​Spider-Man : Into the Spider-Verse Peter Ramsey, Bob Persichetti, Rodney Rothman / 2018

Miles Morales, un adolescent de Brooklyn, se fait mordre par une araignée radioactive. Dans le même temps, le plus redoutable cerveau criminel de la ville a mis au point un accélérateur de particules capable d’ouvrir un portail sur d’autres univers. Son invention va provoquer l’arrivée de plusieurs autres versions de Spider-Man dans le monde de Miles…

 

Si l’on compare ce film à Scott Spillgrim, sur le plan de la simple capacité à adapter à l’écran les formes d’une bande-dessinée, Into the Spider-Verse remporte le défi haut la main. L’hystérie joyeuse typique du duo Lord & Miller, et quelques choix jusqu’au-boutistes (ces lignes dédoublées) offrent un écrin idéal à ce grand mélange d’univers visuels (puisque plusieurs déclinaisons de Spiderman sont amenées à cohabiter), dans un baroque festif et coloré.

Il n’y a pas que visuellement que le film joue la profusion et le trop-plein : l’humour, les circonvolutions d’un scénario méta, tout est mené avec une sagacité virtuose qui enterre le blockbuster hollywoodien lambda. Mais comme pour La Grande Aventure Lego, cette sur-maîtrise caféinée laisse quelque peu songeur, dans ce qu’elle a à la fois de séduisant et d’un peu vainement débordé. Cela se sent notamment par ce goût névrotique pour la vitesse, tant celle des dialogues et des gags que de la mise en scène à spirales et de son montage frénétique, clairement au fait de leurs prodiges et de leurs capacités – l’ensemble filant à toute vitesse sans réellement faire le choix de s’arrêter sur un plan plus important, sur un moment plus mystérieux, ou sur un personnage (si ce n’est pour clore ça-et-là proprement un arc scénaristique).

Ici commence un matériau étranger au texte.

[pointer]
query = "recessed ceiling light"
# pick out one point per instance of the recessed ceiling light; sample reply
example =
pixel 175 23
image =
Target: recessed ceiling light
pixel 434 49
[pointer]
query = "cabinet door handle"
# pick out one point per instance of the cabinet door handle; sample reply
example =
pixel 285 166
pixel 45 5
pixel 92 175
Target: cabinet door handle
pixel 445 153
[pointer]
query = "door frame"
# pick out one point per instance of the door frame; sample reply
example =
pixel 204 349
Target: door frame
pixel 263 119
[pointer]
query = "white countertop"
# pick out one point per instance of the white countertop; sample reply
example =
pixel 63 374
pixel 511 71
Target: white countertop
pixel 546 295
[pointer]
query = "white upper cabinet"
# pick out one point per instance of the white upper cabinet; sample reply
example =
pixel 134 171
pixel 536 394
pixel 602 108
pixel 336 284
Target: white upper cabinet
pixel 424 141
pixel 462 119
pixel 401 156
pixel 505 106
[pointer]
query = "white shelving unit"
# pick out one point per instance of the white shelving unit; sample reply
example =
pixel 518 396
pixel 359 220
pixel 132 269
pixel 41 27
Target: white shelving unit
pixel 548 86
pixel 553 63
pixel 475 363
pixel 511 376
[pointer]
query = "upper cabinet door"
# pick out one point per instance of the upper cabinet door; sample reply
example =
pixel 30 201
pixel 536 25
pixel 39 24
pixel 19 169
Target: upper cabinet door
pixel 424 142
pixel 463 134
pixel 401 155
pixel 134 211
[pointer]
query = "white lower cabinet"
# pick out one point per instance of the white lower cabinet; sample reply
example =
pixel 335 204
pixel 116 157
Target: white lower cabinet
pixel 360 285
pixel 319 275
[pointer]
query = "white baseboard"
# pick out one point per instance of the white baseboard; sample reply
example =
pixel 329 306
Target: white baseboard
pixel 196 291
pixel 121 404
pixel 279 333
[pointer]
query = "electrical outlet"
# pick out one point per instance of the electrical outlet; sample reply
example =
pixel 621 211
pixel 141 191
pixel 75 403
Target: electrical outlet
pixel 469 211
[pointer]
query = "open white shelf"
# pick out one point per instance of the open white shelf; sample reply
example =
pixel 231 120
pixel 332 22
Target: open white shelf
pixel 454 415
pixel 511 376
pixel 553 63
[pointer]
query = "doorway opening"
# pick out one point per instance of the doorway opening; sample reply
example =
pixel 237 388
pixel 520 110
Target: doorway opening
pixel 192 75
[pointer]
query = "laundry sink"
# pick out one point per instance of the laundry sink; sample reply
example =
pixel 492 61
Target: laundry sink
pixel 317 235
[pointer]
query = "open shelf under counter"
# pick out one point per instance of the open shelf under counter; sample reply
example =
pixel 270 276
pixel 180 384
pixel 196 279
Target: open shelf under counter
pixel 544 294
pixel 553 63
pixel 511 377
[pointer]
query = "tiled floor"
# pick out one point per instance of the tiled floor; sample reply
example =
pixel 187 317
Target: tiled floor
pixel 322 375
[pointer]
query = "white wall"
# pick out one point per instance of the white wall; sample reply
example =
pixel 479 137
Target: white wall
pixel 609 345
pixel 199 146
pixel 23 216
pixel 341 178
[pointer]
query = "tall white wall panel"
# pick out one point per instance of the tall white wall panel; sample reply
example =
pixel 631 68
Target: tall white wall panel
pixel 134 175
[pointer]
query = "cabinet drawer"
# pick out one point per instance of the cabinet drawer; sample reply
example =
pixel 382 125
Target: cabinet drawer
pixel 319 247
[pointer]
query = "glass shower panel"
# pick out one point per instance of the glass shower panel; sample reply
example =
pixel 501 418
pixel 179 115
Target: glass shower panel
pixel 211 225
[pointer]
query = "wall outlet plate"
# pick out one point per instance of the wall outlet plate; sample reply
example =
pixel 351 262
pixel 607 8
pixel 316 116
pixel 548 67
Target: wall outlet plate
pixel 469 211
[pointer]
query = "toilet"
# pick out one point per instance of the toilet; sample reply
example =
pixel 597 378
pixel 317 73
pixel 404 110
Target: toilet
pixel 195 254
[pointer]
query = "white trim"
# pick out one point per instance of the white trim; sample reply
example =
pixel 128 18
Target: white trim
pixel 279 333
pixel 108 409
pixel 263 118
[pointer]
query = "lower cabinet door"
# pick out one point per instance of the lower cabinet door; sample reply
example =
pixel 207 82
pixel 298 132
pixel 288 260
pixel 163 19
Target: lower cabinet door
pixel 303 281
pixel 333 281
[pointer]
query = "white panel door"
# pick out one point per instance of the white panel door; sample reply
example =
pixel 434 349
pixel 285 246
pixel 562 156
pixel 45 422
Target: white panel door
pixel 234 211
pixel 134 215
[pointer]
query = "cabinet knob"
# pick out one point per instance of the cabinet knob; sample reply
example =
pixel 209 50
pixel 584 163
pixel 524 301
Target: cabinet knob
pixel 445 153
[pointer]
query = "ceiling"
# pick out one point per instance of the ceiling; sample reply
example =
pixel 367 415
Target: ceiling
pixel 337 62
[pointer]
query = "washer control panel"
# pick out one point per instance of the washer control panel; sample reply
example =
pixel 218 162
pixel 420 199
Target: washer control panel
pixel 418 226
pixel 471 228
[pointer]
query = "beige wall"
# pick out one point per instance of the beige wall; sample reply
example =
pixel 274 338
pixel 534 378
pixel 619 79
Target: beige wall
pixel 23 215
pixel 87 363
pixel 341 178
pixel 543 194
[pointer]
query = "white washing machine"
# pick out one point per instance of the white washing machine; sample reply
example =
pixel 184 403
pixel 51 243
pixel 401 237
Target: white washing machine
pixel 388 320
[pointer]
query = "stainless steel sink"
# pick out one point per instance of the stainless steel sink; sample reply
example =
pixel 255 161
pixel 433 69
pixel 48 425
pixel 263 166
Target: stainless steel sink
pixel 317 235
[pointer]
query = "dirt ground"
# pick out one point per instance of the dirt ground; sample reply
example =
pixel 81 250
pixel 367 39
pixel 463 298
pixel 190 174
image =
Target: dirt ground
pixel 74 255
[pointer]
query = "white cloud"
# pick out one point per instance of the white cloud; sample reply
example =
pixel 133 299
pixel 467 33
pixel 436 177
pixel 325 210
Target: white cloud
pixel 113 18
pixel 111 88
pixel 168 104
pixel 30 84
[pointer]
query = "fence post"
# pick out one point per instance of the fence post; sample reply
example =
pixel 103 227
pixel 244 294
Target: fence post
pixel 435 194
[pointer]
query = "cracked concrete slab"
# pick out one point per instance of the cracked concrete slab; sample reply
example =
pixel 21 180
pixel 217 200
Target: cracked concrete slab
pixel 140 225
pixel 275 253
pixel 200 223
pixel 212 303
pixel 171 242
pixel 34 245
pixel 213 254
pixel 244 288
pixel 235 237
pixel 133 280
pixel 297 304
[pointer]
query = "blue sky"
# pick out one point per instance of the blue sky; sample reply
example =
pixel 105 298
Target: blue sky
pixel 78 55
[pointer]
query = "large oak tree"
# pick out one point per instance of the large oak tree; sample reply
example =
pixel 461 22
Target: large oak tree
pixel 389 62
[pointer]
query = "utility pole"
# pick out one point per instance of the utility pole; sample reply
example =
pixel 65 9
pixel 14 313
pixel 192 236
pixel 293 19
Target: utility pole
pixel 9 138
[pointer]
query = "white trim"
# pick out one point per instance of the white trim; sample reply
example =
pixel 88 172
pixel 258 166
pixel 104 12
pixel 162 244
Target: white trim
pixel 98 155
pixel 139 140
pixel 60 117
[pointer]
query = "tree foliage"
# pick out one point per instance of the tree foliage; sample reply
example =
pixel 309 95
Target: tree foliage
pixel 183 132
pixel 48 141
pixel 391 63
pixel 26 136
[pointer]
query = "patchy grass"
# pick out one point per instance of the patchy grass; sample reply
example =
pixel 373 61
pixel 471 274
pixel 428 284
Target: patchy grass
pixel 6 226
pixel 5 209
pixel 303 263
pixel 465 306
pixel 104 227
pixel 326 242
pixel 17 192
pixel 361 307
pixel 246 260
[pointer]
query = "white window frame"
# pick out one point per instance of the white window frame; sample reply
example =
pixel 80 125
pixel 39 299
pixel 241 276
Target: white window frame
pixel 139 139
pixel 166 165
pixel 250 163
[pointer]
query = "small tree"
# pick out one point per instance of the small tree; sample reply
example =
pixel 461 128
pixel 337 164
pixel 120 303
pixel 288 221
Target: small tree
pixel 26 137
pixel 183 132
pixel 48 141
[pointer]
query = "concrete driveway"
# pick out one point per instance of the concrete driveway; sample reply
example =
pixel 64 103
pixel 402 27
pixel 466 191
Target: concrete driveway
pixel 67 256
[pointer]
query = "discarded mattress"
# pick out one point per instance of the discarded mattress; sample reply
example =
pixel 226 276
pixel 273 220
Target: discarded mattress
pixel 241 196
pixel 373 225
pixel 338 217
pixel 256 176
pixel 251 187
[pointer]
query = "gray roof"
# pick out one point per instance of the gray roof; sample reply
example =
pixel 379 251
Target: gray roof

C’est tout le paradoxe : de même que le parti-pris visuel du film brille d’autant mieux dans les scènes grises, réalistes et triviales de la première partie (plutôt que dans les combats bariolés de la seconde), la réunion des cinq Spiderman a plus de goût et de valeur dans leurs simples scènes d’échanges dialogués, que dans leurs batailles collectives et spectaculaires.

Et c’est ce qui frustre un peu, ici : cette galerie de protagonistes très différents, liés de force, auraient pu faire le cœur du film (une sorte de buddy-movie au carré), et transcender le concept les ayant amenés à cohabiter. Ce désintérêt du film à leur égard s’explique assez simplement : ce qui passionne d’abord le duo Tim & Miller, et les réalisateurs du film par extension, ce ne sont pas ces personnages eux-mêmes, mais le croisement ingénieux d’univers qu’ils permettent de mettre en scène. Tim et Miller sont d’abord des cinéastes du méta (comme on a pu dire de J.J. Abrams qu’il fut à Hollywood le cinéaste des franchises, par ses nombreuses relances d’univers éteints via des récits métaphorisant ces reboots). Et sur ce point, Into the Spider-Verse est un aboutissement, en ce que le méta s’y retrouve intégré dans la chair même du pitch ou de l’habillage visuel composite, qui dissertent brillamment sur la manie plus générale de Marvel à croiser ses univers.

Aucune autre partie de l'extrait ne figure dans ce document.